Procedures for the Characterization of Commercially-Available Volumetric Water Content Sensors to Augment Training Ensembles for Machine Learning Models with Synthetic Analog Datasets in Data-Sparse Regions

Abstract

Machine Learning (ML) models are an increasingly popular method of producing predictions of real-world physical processes, such as forecasting stream stage heights after precipitation events, or the numerous meteorological models used in generating hurricane track forecasts. However, the development of ML models typically requires a significant amount of validated, real-world data inputs, which may be sparse or unavailable in specific regions due to a lack of instrumentation coverage. The limitation imposed by a lack of input data coverage or availability may be overcome by either augmenting, or replacing, input datasets with synthetic-analogs that are representative of the potential domain of actual in situ measurements. At a minimum, generating a synthetic-analog dataset requires an understanding of the real-world dynamics and properties governing the targeted physical process for the ML model, to create an adequate model ensemble from which representative data can be sampled.
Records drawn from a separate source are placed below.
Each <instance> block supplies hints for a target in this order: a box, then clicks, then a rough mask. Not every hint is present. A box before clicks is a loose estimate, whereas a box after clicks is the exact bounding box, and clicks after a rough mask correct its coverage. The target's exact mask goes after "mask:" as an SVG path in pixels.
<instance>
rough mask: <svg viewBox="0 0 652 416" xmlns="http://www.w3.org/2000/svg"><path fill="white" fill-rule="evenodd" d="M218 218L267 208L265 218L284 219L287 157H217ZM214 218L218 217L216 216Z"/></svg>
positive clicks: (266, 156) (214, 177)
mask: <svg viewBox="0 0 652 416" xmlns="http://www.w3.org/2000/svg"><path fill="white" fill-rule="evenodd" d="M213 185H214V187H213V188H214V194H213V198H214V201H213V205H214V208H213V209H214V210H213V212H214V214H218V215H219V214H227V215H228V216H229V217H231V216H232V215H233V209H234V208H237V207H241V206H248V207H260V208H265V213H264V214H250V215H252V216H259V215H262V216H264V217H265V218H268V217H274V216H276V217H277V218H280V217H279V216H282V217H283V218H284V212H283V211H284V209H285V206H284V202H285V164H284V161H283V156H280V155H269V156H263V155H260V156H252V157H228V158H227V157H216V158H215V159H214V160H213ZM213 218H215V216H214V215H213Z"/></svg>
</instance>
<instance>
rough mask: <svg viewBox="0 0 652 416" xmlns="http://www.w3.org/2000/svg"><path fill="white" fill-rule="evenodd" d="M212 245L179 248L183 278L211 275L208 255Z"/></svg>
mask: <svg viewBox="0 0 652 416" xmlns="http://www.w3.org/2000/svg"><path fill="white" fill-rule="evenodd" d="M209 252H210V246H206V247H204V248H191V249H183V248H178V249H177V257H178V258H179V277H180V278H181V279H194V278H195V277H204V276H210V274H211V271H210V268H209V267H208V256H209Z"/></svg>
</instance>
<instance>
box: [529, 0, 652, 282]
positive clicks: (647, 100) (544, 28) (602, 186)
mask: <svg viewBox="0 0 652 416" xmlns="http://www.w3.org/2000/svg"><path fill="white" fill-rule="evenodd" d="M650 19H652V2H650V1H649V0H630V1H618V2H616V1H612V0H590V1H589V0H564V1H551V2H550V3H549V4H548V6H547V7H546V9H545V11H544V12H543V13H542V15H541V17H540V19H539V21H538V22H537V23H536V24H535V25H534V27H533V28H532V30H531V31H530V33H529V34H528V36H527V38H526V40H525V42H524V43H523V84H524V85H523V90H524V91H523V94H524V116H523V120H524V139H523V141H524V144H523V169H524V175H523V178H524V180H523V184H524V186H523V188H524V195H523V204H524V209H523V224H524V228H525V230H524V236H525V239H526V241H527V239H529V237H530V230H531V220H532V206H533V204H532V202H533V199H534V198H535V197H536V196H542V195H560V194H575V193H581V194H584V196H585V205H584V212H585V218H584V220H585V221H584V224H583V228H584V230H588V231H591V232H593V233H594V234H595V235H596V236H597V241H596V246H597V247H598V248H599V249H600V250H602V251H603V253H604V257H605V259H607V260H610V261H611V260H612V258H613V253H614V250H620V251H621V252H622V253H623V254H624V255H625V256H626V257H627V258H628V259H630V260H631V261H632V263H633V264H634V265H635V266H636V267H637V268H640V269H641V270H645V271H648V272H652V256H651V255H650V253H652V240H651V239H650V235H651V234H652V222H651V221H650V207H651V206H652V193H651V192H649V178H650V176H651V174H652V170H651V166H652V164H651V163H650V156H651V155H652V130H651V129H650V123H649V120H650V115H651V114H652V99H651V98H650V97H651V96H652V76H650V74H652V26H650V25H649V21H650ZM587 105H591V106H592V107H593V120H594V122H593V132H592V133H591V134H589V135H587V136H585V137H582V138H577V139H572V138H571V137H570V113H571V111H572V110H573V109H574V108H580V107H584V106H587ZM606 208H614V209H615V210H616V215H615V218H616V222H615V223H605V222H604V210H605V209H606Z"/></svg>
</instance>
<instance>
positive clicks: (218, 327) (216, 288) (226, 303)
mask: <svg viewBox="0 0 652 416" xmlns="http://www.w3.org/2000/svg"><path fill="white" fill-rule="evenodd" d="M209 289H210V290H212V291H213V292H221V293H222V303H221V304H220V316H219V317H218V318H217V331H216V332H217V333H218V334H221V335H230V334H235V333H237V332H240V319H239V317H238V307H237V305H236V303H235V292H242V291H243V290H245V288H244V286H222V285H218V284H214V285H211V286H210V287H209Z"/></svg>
However, there is a greater need to measure and quantify any latent characteristics of instrumentation, such as sensor detection range, noise and bias, used in data collection intended to be used with the ML model post-development, to ensure that training data inputs match what may be seen in situ. This paper summarizes a method of characterizing commercially available soil volumetric water content (VWC) probes to use in the production of a large synthetic-analog datasets for the training and validation of deep-drainage flux and root-water uptake prediction ML models, derived from vadose (unsaturated) zone numerical model ensembles generated using Hydrus-1D.